# DIY Hopper weight...



## ChrisKon (Nov 18, 2020)

Hi all,

I keep my hopper at the very minimum half full (I'm an optimistic guy) for bean weight but I've always thought to myself "what do you do when have no more beans in the blend to top up"??

So I made a quick DIY weight, weighed at 150g and have tried to cover as much of the surface as poss

I could even top up the weight as the beans decrease...

In theory, Is this effective or pointless? (Well, not pointless as I had fun making it)


----------



## DavecUK (Aug 6, 2013)

@ChrisKon You could put some googly eyes on it I guess...


----------



## AndyDClements (Aug 29, 2016)

you cannot imagine how much it gets to me because the colours are not symmetrical.


----------



## DavecUK (Aug 6, 2013)

AndyDClements said:


> you cannot imagine how much it gets to me because the colours are not symmetrical.

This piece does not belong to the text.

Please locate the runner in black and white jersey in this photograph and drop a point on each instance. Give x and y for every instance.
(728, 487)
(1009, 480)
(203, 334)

 Once there are googly eyes on it, it will fix all that for you


----------



## ChrisKon (Nov 18, 2020)

AndyDClements said:


> you cannot imagine how much it gets to me because the colours are not symmetrical


 I actually would've gone for colour symmetry but that would've meant smashing up my daughters creation for the right pieces...


----------



## LukeC (Jan 9, 2021)

ChrisKon said:


> I actually would've gone for colour symmetry but that would've meant smashing up my daughters creation for the right pieces...


 Justifiable.


----------



## AndyDClements (Aug 29, 2016)

DavecUK said:


> Once there are googly eyes on it, it will fix all that for you


 And those googly eyes need to be paced to be equal height and distance from the sides, OR ELSE....


----------



## Dallah (Jan 31, 2015)

In all seriousness when I had a tube hopper conversion on a big old commercial machine a weight on the bed of beans made a world of difference to grind consistency.


----------



## Rickv (Nov 18, 2019)

Love this. Now where are the Lego's


----------



## AndyDClements (Aug 29, 2016)

Go different. Rubik's cube? Rubik's snake? Retro wooden train?


----------



## Rincewind (Aug 25, 2020)

@ChrisKon Aaahhh an *Aztec Temple* i see 😎


----------



## Missy (Mar 9, 2016)

I sense the beginnings of a competition! Hubby won't be pleased if I go get the SJ Hopper out of the garage, nor will the mouse that's probably living in it now... Live mice as Hopper weight anyone?

(** please not let potential future buyers the Hopper is safe from non-imaginary rodents!!)


----------